A block of mass M$=2$ kg with a semicircular track of radius R$=1.1$ m rests on a horizontal frictionless surface. A uniform cylinder of radius $r=10$ cm and mass m$=1.0$ kg is released from rest from the top point A. The cylinder slips on the semicircular frictionless track. The speed of the block when the cylinder reaches the bottom of the track at B is : $(g=10m/s^2)$

• A. $\sqrt{\frac{10}{3}}$m/s
• B. $\sqrt{\frac{4}{3}}$m/s
• C. $\sqrt{\frac{5}{2}}$m/s
• D. $\sqrt{10}$m/s

Answer 1

The correct option is A $\sqrt{\frac{10}{3}}$m/s

Momentum is conserved for the system

$P_m=P_M$ ( In opposite directions )

$m{V}_1=(m+M)V_2$

$K.E=\frac{1}{2}m{v}^2$ $(M_1=m+M)$

So,

$\sqrt{2KmM}=\sqrt{2KmM}$

$\frac{Km}{K{M}_1}=\frac{M_1}{m}$

$=K{M}_1=\frac{m}{(m+M)}\times Km$ ---------------(I)

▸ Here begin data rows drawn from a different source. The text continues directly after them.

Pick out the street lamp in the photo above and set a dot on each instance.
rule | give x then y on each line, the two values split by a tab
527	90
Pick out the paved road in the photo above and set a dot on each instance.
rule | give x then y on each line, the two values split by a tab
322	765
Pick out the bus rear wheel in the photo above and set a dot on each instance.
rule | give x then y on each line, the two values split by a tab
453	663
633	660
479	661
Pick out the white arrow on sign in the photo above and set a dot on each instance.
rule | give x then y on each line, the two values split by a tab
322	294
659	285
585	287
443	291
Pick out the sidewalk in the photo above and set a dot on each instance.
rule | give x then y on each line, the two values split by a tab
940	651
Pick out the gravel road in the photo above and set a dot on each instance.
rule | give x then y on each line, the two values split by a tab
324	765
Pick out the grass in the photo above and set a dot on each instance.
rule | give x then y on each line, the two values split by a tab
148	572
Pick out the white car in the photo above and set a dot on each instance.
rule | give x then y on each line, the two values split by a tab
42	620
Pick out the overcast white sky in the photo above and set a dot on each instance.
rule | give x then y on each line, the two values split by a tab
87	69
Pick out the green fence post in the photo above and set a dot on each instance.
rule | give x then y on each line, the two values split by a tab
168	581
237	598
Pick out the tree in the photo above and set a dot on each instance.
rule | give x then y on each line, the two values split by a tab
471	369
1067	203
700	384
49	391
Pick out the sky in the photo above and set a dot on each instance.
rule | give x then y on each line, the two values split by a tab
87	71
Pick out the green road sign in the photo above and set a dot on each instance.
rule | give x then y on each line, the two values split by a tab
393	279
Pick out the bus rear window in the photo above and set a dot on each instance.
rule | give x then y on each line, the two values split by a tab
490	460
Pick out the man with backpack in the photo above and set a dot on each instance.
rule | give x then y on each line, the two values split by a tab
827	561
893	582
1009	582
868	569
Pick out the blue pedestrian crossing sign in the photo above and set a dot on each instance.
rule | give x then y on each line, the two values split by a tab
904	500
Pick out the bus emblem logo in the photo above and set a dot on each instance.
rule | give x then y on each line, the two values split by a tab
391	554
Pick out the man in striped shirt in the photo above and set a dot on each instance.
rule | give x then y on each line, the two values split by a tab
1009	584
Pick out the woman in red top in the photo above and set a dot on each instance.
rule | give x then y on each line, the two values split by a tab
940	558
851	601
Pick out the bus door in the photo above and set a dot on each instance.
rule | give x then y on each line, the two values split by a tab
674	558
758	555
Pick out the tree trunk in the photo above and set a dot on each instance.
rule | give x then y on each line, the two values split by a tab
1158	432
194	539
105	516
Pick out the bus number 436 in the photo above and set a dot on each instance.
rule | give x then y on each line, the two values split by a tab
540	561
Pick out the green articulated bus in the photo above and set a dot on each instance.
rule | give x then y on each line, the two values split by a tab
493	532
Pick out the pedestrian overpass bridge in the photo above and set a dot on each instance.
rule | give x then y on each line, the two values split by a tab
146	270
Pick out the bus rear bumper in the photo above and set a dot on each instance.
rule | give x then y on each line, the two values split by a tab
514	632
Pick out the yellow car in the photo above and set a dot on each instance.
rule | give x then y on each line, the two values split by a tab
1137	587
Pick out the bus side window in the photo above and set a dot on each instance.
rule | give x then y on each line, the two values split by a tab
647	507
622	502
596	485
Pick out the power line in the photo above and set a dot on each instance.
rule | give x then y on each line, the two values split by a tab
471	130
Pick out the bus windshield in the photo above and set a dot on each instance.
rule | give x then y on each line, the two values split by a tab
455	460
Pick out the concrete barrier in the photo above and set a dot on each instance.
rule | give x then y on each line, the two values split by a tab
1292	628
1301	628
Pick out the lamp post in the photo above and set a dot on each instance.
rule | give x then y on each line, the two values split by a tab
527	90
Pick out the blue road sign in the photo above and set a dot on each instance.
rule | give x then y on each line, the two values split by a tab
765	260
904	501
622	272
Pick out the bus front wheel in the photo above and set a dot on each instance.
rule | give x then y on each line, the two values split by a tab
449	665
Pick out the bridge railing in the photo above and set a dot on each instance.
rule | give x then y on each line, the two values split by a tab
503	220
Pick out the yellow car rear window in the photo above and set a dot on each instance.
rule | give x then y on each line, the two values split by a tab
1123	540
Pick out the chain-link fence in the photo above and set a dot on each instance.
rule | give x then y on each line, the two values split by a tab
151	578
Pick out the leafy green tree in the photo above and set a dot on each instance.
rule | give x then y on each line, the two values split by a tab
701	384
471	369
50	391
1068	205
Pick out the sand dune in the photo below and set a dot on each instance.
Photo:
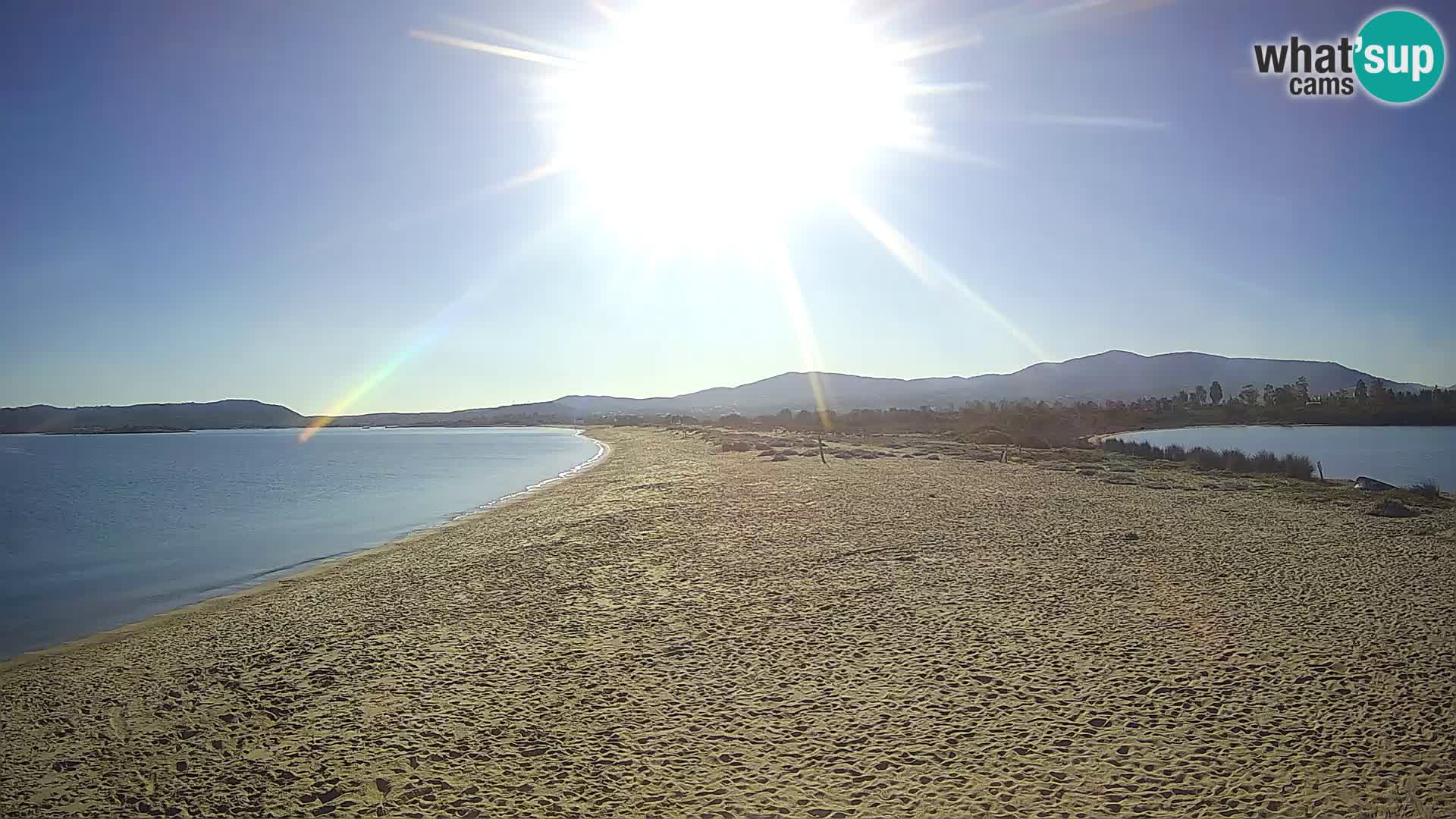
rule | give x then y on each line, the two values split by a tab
689	632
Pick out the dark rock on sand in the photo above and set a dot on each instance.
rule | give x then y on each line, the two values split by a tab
1394	509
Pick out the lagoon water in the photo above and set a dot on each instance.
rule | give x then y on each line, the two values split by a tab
1395	455
102	531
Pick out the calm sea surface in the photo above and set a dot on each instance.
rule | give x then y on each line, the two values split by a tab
102	531
1395	455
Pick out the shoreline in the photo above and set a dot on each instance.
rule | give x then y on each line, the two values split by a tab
318	566
688	632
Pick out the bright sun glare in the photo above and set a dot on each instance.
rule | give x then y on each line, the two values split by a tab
715	123
705	120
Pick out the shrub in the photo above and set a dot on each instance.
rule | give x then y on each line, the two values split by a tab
1235	461
1298	466
993	436
1426	488
1231	460
1204	458
1264	461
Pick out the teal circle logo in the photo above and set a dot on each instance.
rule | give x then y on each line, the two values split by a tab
1400	55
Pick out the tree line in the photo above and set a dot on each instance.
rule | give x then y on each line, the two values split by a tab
1066	423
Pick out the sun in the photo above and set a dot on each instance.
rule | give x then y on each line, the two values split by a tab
702	121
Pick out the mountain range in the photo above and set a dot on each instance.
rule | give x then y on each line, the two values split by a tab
1112	375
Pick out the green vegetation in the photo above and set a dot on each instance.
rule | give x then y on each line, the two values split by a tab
1038	423
1426	488
1232	460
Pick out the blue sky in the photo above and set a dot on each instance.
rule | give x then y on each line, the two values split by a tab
291	202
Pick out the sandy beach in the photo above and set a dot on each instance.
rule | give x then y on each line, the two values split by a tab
682	632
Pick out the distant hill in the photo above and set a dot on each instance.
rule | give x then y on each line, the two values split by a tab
1112	375
213	416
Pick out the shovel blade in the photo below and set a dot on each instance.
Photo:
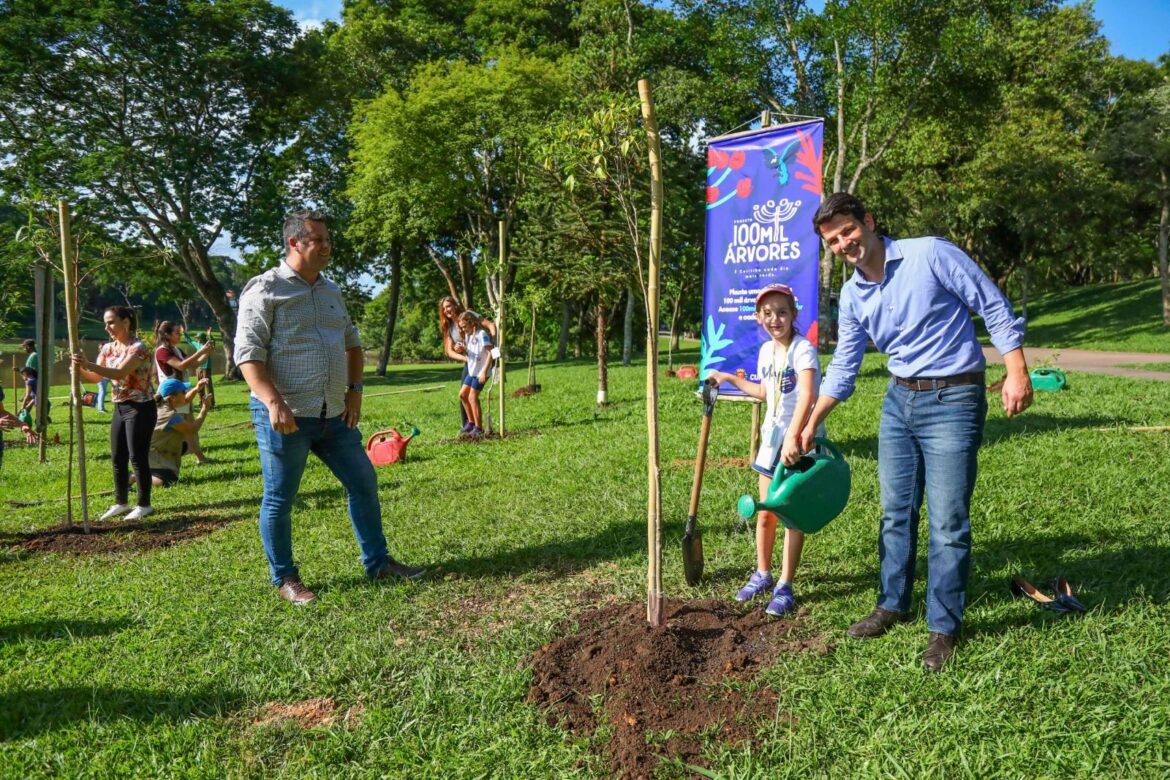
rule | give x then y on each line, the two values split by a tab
693	557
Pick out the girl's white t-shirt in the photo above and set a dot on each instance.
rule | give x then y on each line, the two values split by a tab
777	370
479	345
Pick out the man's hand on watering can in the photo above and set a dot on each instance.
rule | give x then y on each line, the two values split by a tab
1017	391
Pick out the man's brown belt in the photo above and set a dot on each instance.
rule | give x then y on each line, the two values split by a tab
924	384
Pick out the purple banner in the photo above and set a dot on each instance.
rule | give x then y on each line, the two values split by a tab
762	190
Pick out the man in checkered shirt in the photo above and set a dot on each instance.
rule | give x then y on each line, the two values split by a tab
301	356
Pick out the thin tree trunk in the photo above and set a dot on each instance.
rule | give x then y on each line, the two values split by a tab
501	330
396	282
839	167
627	336
603	375
580	333
654	608
467	277
566	322
531	351
1163	241
76	419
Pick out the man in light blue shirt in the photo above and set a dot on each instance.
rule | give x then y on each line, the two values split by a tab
914	298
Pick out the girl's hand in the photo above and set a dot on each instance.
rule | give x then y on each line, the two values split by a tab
791	451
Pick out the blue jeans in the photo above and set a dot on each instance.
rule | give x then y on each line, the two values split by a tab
928	441
282	460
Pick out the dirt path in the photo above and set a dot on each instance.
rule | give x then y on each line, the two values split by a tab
1089	361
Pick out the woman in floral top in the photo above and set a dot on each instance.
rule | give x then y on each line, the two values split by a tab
126	363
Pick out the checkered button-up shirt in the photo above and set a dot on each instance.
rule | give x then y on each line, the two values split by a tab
301	332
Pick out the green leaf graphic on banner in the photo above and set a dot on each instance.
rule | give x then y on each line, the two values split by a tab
709	350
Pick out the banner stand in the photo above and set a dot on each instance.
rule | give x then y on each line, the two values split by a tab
763	186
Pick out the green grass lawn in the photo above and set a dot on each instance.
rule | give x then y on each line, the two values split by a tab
162	663
1123	317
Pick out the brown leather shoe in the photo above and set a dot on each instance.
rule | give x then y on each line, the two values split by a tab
940	648
878	622
293	588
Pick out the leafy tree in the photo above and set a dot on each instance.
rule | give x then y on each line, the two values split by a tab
1137	145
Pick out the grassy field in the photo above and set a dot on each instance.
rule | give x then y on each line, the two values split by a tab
1123	317
176	662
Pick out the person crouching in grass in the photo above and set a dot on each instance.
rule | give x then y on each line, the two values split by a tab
173	429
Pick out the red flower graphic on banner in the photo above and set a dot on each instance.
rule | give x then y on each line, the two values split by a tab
811	161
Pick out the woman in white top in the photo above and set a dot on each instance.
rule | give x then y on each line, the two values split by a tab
453	342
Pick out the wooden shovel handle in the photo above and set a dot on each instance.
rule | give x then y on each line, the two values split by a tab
700	462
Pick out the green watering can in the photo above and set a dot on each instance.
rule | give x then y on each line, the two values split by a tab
1048	379
809	495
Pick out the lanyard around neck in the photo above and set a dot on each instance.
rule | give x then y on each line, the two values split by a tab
778	375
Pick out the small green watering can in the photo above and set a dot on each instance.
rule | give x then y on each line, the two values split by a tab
809	495
1048	379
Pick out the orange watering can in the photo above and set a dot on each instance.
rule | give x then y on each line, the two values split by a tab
807	495
387	447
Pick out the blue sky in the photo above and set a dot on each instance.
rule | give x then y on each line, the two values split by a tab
1138	29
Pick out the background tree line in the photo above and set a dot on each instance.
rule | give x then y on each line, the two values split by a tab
420	125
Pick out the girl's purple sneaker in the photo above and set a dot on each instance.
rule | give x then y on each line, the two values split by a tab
783	601
756	585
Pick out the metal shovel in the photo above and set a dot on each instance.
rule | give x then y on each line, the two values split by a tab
693	538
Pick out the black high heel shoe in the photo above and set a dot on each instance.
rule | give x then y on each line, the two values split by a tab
1023	588
1064	593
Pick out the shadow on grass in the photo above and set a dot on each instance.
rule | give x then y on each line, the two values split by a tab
61	629
541	561
997	429
26	713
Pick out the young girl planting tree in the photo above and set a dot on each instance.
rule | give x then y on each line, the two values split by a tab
789	372
477	344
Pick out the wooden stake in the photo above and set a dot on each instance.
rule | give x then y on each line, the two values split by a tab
73	316
500	323
765	121
654	607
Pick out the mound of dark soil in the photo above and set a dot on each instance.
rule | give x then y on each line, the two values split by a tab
665	683
114	536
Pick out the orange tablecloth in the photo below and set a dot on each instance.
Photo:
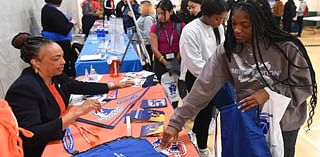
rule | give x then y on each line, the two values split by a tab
55	149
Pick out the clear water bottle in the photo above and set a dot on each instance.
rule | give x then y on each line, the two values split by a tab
103	33
98	31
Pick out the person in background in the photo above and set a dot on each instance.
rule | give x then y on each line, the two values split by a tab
194	7
90	15
164	37
288	14
120	8
300	15
40	95
144	23
57	27
108	8
256	54
128	23
277	11
184	13
199	40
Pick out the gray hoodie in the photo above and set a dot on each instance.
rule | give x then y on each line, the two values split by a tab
241	71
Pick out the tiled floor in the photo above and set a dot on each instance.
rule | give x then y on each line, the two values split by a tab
308	142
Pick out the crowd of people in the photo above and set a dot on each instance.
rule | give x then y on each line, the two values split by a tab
207	43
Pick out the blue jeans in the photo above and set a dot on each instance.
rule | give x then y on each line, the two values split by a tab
289	140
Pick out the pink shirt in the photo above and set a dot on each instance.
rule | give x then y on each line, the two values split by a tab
163	44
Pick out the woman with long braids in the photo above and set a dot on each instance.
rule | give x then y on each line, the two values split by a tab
164	39
256	54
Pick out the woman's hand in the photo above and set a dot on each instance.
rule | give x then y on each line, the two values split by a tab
84	108
87	106
125	84
259	97
170	135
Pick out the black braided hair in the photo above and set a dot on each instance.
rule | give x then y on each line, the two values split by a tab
264	27
166	5
29	46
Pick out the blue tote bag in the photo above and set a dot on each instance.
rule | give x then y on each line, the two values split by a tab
241	135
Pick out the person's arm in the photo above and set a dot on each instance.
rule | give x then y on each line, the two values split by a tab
213	76
299	76
155	45
27	101
83	109
190	51
147	26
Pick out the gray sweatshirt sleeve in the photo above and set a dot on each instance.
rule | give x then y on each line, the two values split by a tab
214	74
296	112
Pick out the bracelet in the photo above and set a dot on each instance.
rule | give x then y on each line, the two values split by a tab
111	85
161	59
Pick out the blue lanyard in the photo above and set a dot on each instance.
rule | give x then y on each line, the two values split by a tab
69	148
171	37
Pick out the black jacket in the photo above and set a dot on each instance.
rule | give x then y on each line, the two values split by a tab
37	110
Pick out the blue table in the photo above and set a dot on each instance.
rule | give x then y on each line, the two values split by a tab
131	61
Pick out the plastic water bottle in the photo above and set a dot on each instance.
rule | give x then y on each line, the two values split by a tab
98	33
102	33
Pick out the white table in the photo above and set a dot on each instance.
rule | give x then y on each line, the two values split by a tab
313	19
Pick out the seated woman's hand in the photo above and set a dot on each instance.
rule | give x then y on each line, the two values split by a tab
170	135
87	106
125	84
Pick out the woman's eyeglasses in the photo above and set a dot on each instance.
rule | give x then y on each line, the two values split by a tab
191	7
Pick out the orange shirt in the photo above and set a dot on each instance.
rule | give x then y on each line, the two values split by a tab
57	96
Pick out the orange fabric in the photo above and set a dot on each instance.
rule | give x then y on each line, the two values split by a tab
58	98
80	144
9	132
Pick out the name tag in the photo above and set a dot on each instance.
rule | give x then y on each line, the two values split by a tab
170	55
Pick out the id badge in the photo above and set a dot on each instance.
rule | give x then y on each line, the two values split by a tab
170	55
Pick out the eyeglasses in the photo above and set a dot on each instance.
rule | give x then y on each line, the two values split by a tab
191	7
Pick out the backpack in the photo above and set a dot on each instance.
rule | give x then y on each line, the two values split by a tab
306	11
293	10
9	132
178	28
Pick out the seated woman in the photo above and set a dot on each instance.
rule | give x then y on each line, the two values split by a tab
39	97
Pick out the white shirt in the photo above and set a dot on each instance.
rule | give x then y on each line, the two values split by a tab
197	44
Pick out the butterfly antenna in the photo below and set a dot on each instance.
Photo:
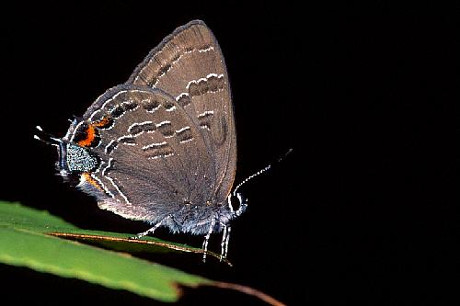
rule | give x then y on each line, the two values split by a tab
266	168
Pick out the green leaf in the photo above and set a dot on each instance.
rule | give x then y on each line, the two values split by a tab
23	242
33	239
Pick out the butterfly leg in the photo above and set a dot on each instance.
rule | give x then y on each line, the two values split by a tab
224	243
243	204
206	239
150	230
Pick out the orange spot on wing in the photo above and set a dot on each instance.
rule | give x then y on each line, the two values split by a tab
103	122
87	177
90	135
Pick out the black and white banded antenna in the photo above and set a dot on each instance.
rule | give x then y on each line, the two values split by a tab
261	171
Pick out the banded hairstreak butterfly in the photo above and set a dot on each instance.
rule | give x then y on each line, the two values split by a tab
161	147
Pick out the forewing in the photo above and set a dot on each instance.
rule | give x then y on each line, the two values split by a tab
153	158
189	65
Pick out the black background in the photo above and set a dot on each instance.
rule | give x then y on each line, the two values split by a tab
358	213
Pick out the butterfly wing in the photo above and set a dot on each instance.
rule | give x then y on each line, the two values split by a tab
189	65
147	128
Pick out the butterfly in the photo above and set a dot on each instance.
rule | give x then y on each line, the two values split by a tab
161	148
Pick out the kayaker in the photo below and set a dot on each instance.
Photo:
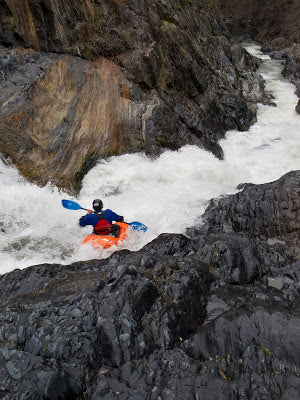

Now kinetic energy will be changed in potential energy

Change in potential energy $=mg(r-R)$ ------(II)

Using equation (I) and (ii)

$\frac{1}{2}M{V}^2=\frac{m}{(m+m)}\times \left(mg\right(r-R\left)\right)$

$V^2=\frac{2m^{2}g(r-R)}{M(m+M)}$

$V^2=2\times 10\times 1.1-\frac{0.1}{2\times 3}$

$⟹V=\sqrt{\frac{10}{3}}m/s$